On 11/13/2017 05:23 PM, Piotr Dałek wrote:
On 17-11-12 09:16 PM, Sage Weil wrote:
On Sun, 12 Nov 2017, Lars Marowsky-Bree wrote:
On 2017-11-10T22:36:46, Yaarit Hatuka <yaarit@xxxxxxxxx> wrote:
Many thanks! I'm very excited to join Ceph's outstanding community!
I'm looking forward to working on this challenging project, and I'm
very grateful for the opportunity to be guided by Sage.
That's all excellent news!
Can we discuss though if/how this belongs into ceph-osd? Given that this
can (and is) already collected via smartmon, either via prometheus or, I
assume, collectd as well? Does this really need to be added to the OSD
code?
Would the goal be for them to report this to ceph-mgr, or expose
directly as something to be queried via, say, a prometheus exporter
binding? Or are the OSDs supposed to directly act on this information?
The OSD is just a convenient channel, but needn't be the only
one or only option.
Part 1 of the project is to get JSON output out of smartctl so we avoid
one of the many crufty projects floating around to parse its weird output;
that'll be helpful all consumers, presumably.

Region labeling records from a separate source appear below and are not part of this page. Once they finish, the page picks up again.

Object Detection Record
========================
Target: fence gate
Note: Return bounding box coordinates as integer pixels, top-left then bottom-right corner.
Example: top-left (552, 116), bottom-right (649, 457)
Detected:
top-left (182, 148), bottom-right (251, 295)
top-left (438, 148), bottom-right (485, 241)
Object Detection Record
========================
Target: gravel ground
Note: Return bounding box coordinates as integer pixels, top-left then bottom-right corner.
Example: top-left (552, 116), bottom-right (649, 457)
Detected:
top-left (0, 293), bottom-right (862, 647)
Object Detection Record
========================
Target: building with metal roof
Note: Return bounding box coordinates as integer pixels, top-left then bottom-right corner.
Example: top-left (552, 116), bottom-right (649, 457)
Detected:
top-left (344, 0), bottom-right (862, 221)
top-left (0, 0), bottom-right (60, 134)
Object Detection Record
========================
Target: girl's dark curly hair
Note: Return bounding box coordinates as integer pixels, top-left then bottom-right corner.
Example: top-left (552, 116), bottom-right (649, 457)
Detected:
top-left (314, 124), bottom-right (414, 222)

That means a new patch to smartctl itself, right?
Part 2 is to map OSDs to host:device pairs; that merged already.
Part 3 is to gather the actual data. The prototype has the OSD polling
this because it (1) knows which devices it consumes and (2) is present on
every node. We're contemplating a per-host ceph-volume-agent for
assisting with OSD (de)provisioning (i.e., running ceph-volume); that
could be an option. Of if some other tool is already scraping it and can
be queried, that would work too.
I think the OSD will end up being a necessary path (perhaps among many),
though, because when we are using SPDK I don't think we'll be able to get
the SMART data via smartctl (or any other tool) at all because the OSD
process will be running the NVMe driver.
This may not work anyway, because many controllers (including JBOD
controllers) don't pass-through SMART data, or the data don't make sense.
You are right that many controllers don't pass this information without going
through their non-open source tools. The libstoragemgmt project -
https://github.com/libstorage/libstoragemgmt - has added support for doing some
types of access for the physical back end drives. It is worth syncing up with
them I think to see how we might be able to extract interesting bits.

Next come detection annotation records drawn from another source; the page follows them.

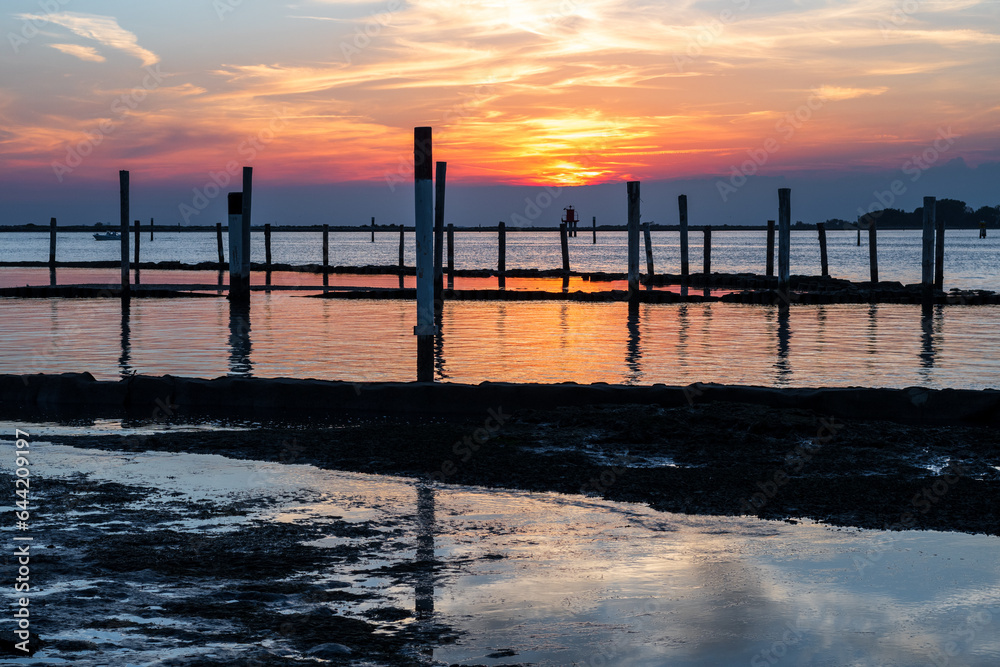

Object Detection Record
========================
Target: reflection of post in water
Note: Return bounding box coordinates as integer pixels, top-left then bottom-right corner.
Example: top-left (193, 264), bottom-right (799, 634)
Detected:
top-left (625, 299), bottom-right (642, 384)
top-left (118, 299), bottom-right (132, 378)
top-left (920, 305), bottom-right (944, 376)
top-left (229, 299), bottom-right (253, 375)
top-left (414, 483), bottom-right (437, 619)
top-left (774, 305), bottom-right (792, 385)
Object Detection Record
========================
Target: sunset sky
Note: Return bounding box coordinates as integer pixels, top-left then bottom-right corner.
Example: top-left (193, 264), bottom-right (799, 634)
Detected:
top-left (0, 0), bottom-right (1000, 224)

Part 4 is to archive the results. The original thought was to dump it
into RADOS. I hadn't considered prometheus, but that might be a better
fit! I'm generally pretty cautious about introducing dependencies like
this but we're already expecting prometheus to be used for other metrics
for the dashboard. I'm not sure whether prometheus' query interface lends
itself to the failure models, though...
Part 5 is to do some basic failure prediction!

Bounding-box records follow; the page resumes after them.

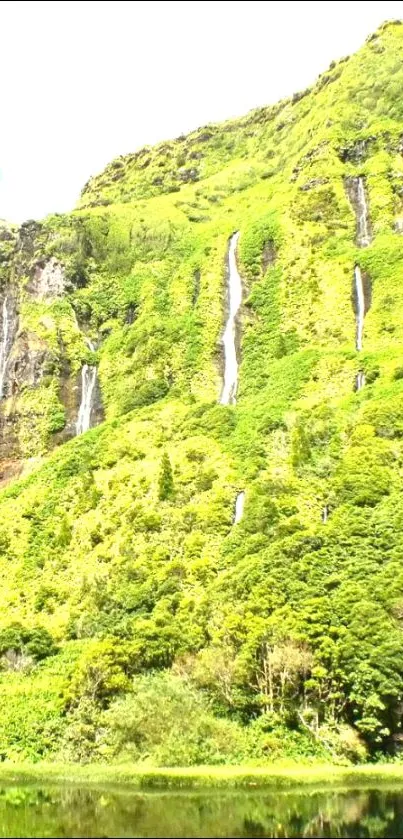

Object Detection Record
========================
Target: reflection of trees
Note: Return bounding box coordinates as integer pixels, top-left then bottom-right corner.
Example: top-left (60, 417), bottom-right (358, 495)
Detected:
top-left (0, 785), bottom-right (403, 839)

SMART is unreliable on spinning disks, and on SSDs it's only as reliable as
firmware goes (and that is often questionable).
Also, many vendors give different meaning to different SMART attributes,
making some of obvious choices (like power-on hours or power-cycle count)
useless (see https://www.backblaze.com/blog/hard-drive-smart-stats/ for example).
SMART data has been used selectively by major storage vendors for years to help
flag errors. For spinning drives, one traditional red flag was the number of
reallocated sectors (normalized by the number a spinning drive has). When you
start chewing through those, that is a pretty good flag. Seagate and others did
a lot of work (and models) that turned smart data into a good predictor for
failure on spinning drives, but it is not entirely trivial to do.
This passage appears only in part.